EO-14374
Establishing a Second Emergency Board To Investigate Disputes Between the Long Island Rail Road Company and Certain of Its Employees Represented by Certain Labor Organizations
- Signed
- Jan 14, 2026
- Published
- Jan 20, 2026
Federal Register: 2026-01061
Source: Federal Register.
Creates Second Emergency Board for Long Island Rail Road Labor Dispute
What it does
This order establishes a three-member emergency board to investigate unresolved labor disputes between the Long Island Rail Road (LIRR) and five unions representing its employees. The board will conduct a "final offer" arbitration process — each side submits its best offer, and the board selects the most reasonable one within 30 days. Until 60 days after the board submits its report, neither the railroad nor the unions may change working conditions without mutual agreement, effectively preventing a strike or lockout during that period.
Who benefits
LIRR commuters who depend on the railroad for daily travel and would be disrupted by a work stoppage. Businesses and employers in the New York metropolitan area that rely on LIRR service for their workforce. Union members who gain a structured, neutral process to have their final offer evaluated. The Long Island Rail Road as an institution, which avoids the operational and financial damage of a strike. Taxpayers and government entities that fund or subsidize LIRR operations.
Who is affected
Union members whose ability to strike — a core labor tool — is temporarily suspended during the board's review period. The five labor organizations (TCU, BLET, BRS, IAMAW, IBEW) whose negotiating leverage is constrained while the status quo is frozen. Workers who may feel a neutral board's "most reasonable offer" selection does not fully reflect their bargaining position. Parties who disagreed with the first emergency board's recommendations and now face a second round of the same process.
Supporters argue
Supporters argue that the Railway Labor Act explicitly requires the president to establish a second emergency board upon request, making this order a mandatory and lawful exercise of statutory authority.
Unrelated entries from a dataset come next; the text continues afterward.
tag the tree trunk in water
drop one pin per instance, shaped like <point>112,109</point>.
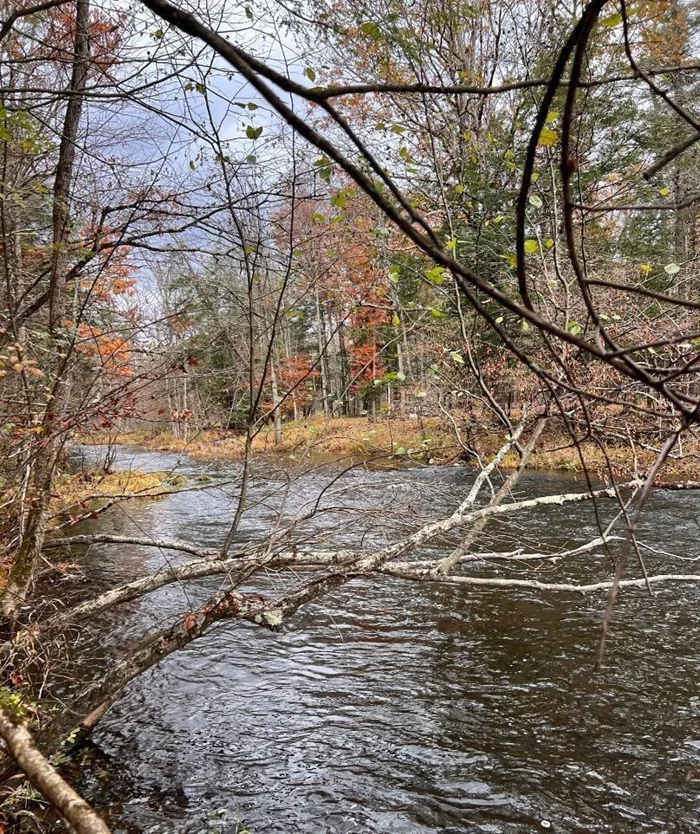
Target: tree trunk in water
<point>22,573</point>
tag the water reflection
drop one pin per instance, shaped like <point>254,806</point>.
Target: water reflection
<point>390,708</point>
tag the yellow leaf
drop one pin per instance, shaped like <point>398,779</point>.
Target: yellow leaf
<point>548,137</point>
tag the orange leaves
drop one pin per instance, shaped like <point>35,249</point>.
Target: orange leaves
<point>111,350</point>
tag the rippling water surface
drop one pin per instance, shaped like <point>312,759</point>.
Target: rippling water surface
<point>390,707</point>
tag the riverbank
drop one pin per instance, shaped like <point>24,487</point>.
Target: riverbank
<point>430,440</point>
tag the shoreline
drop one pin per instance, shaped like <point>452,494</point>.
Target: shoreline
<point>426,441</point>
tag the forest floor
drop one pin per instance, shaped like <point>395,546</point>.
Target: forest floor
<point>398,441</point>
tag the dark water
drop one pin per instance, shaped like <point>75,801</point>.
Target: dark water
<point>394,707</point>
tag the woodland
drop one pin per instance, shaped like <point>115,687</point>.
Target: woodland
<point>330,237</point>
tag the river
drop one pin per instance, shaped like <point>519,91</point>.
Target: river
<point>393,707</point>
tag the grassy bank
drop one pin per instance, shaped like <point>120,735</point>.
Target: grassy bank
<point>84,493</point>
<point>429,440</point>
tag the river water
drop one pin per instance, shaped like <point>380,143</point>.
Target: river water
<point>392,707</point>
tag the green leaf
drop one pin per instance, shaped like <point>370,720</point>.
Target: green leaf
<point>548,137</point>
<point>339,199</point>
<point>370,29</point>
<point>436,275</point>
<point>611,20</point>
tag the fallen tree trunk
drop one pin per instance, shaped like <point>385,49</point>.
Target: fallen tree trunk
<point>43,776</point>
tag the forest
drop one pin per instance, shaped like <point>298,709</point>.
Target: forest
<point>298,300</point>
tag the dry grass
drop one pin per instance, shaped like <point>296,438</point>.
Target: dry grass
<point>427,440</point>
<point>90,490</point>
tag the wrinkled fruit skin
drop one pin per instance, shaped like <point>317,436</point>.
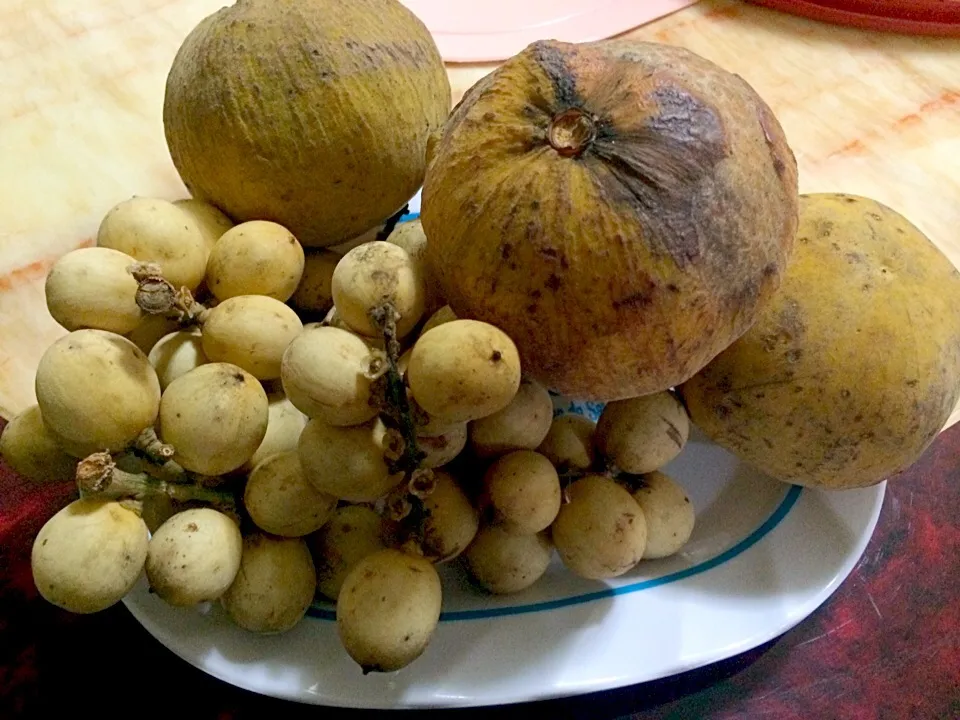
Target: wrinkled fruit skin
<point>854,367</point>
<point>621,209</point>
<point>314,114</point>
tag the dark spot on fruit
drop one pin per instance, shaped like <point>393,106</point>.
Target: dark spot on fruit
<point>553,62</point>
<point>635,300</point>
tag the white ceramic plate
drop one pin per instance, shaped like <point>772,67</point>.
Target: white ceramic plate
<point>762,557</point>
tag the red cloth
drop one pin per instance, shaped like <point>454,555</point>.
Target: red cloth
<point>885,646</point>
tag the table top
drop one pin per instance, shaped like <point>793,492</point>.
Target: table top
<point>865,113</point>
<point>885,645</point>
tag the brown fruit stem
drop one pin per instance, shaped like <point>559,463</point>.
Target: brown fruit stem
<point>397,405</point>
<point>98,476</point>
<point>157,296</point>
<point>571,132</point>
<point>160,456</point>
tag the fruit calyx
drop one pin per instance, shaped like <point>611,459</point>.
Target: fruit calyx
<point>571,132</point>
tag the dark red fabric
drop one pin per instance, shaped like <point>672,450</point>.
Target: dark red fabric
<point>886,646</point>
<point>914,17</point>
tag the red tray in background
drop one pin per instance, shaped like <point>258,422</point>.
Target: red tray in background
<point>914,17</point>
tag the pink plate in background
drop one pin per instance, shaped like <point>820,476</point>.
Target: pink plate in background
<point>493,30</point>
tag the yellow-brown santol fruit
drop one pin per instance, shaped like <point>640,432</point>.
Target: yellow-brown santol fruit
<point>621,209</point>
<point>854,366</point>
<point>313,114</point>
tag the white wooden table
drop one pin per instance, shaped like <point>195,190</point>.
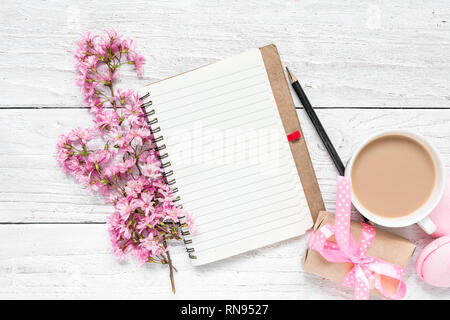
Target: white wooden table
<point>366,66</point>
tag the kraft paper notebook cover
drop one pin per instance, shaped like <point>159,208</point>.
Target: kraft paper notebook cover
<point>221,134</point>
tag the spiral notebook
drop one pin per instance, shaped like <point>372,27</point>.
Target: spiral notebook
<point>223,145</point>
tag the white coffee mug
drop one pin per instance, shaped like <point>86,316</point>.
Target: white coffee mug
<point>419,216</point>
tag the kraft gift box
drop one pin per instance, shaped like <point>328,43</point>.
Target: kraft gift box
<point>385,246</point>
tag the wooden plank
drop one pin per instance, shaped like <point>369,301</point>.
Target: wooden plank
<point>73,261</point>
<point>352,54</point>
<point>34,189</point>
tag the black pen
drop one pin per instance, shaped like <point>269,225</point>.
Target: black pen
<point>316,122</point>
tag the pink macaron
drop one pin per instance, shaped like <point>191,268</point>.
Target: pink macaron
<point>441,214</point>
<point>433,263</point>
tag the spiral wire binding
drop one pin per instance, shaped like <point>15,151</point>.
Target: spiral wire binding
<point>152,121</point>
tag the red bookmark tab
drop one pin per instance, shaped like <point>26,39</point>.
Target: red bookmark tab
<point>294,136</point>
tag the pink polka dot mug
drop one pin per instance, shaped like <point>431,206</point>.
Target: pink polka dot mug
<point>421,214</point>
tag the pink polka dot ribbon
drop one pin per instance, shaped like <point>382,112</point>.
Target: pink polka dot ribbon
<point>366,271</point>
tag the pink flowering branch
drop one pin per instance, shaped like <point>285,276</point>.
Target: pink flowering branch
<point>116,157</point>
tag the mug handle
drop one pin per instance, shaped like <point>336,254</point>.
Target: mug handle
<point>427,225</point>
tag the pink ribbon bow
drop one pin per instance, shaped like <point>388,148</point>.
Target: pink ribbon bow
<point>366,271</point>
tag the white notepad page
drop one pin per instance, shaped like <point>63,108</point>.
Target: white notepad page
<point>230,157</point>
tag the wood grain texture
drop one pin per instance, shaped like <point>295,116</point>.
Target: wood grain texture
<point>366,65</point>
<point>347,54</point>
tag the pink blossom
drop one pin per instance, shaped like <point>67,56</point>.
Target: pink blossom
<point>125,167</point>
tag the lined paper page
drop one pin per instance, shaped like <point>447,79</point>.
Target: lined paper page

They contend that the LIRR serves hundreds of thousands of commuters daily, and that a work stoppage would cause severe economic disruption to the New York metropolitan region, justifying the use of the RLA's dispute-resolution framework to protect the public interest while still giving both parties a fair hearing through the final-offer selection process.
Opponents argue
Opponents argue that the emergency board process, by temporarily barring strikes or lockouts, effectively strips unions of their most powerful bargaining tool and tilts the playing field toward management. They contend that repeated use of emergency boards can become a substitute for genuine collective bargaining, since both parties may hold back concessions in anticipation of a neutral board's intervention. Critics also note that if the board's selected offer does not satisfy the unions, underlying tensions remain unresolved and the dispute may resurface, making the process a delay rather than a true resolution.
Constitutional basis
Executive orders rest on constitutional authority or statutory delegation. This summary describes the legal grounding cited or implied by the order.
Authority is drawn from Section 9A of the Railway Labor Act, 45 U.S.C. §159a, which mandates that the president shall appoint a second emergency board upon request of an empowered party when a first board's recommendations are not accepted. This is a statutory delegation of authority to the executive branch, grounded in Congress's power to regulate interstate commerce (Article I, §8, cl. 3) and the president's Article II, §3 duty to take care that the laws are faithfully executed.